Clean Eating Alice's 5 top tips for embracing healthy living in 2017

Alice Liveing

Clean Eating Alice (real name Alice Liveing) is the self-transformed health blogger determined to dispel the ‘diet myths’ that drag us down.
She’s taken Instagram by storm with her accessible take on healthy living, amassing nearly half a million followers in just a few short years.

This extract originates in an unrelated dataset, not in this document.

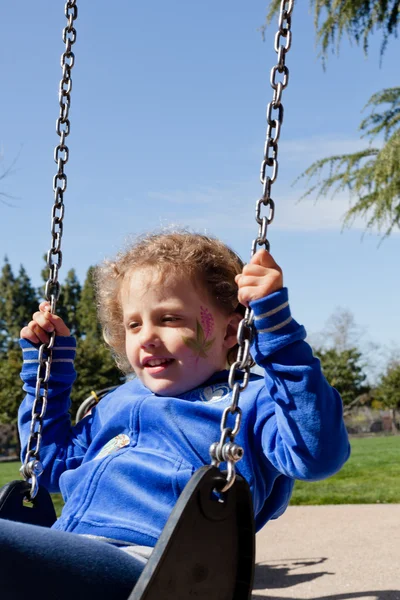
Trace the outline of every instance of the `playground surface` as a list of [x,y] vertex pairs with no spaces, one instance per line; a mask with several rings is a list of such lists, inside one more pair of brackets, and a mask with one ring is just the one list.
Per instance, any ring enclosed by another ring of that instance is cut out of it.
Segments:
[[400,600],[400,504],[289,507],[256,544],[254,600]]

At just 23, she’s graced the cover of Women’s Health magazine (her “lifelong ambition”), authored food and fitness guide The Body Bible – which went straight to the top of the bestsellers charts in early 2016, and has just published her second book, Eat Well Every Day.
The hotly-anticipated follow-up tackles the space where healthy eating is hardest: the kitchen. “I always feel like food is most people’s issue,” says Alice. “A lot of people know how to train, but diet is where they slip up.”
There might be plenty of abs, avocados (naturally), inspirational messages and ‘before and after’ photos on her Insta feed, but Alice’s approach stands out, and radiates inclusivity. This is probably because Alice used to be just like us…
Though never really overweight, she ate pretty badly and yo-yo dieted after leaving home for university, leaving her “uncomfortable in my own skin”. “I was the antithesis of what I am now,” she says.
After deciding to overhaul her habits, little did she imagine she’d end up an Instagram fitspo star – but that’s exactly what happened, and Alice is determined to help others achieve the same.
Here are her top five tips…

Forget fad diets

Alice now admits this is a big part of where she was going wrong in the past. “It wasn’t that I didn’t want to be healthy, but I really struggled with actually knowing what to do to achieve that. I bought into every diet myth going,” she says. “The most important thing I ever did was switch off from that stuff. I focused on building a good relationship with food and creating a sustainable change in my diet.”

Start the day right

Spring into the New Year nutritiously: “Start by switching up your breakfast. I think it’s a place that many of us fall down on, but if you start the day well, you’ll have better intentions to continue the day well, rather than starting the day with a rubbish breakfast and then craving something sugary, or not having it at all.”

Try something new

Finding the motivation to exercise in the winter months is challenging, but it’s all about making new habits: “It’s difficult; obviously it’s cold, wet, and miserable. Find an exercise that you’re going to stick to. If you do hate the cold and you’re a runner, find something indoors that you enjoy doing. If you train a certain way in the summer and enjoy it, but lack motivation when winter comes around, finding something new that will reignite your passion to get up and get active. Partnering up can be a way of maintaining motivation. Find a training buddy, so it’s not just you on your own.”

Balance – don’t detox

As a champion of #StrongNotSkinny, Alice is not a fan of detoxes: “They’re unsustainable and potentially dangerous. They don’t allow you to create any sort of knowledge of how to eat well. They just tell you what to do for a short period of time, then after that what do you do?” Instead, she advises keeping certain essentials in your kitchen, so you always have ingredients to whip up a quick, fresh, meal: “Some sort of greens, like broccoli, cauliflower, or leaves, and fish like salmon and cod, as well as beans, pulses, lentils, and quinoa.”

Be kind to yourself

Rest is just as important as hard work, Alice says: “I train about four or five times a week. Not every day. I’m a huge advocate of rest. I need to incorporate rest into my week so that I can rest my body, let it recover, and just have some mental headspace as well. Sofa days are just as important as active days. Stress levels are for me an important thing I need to keep a check on, as raised stress can be detrimental to achieving your goals.” Occasional treats are fine too: “I have treats every now and then. I don’t want people to think I live this saintly life, where I just eat good food! It’s important to eat a balanced diet, and to have things you really enjoy, like chocolate.”
Clean Eating Alice: Eat Well Every Day by Alice Liveing is available now.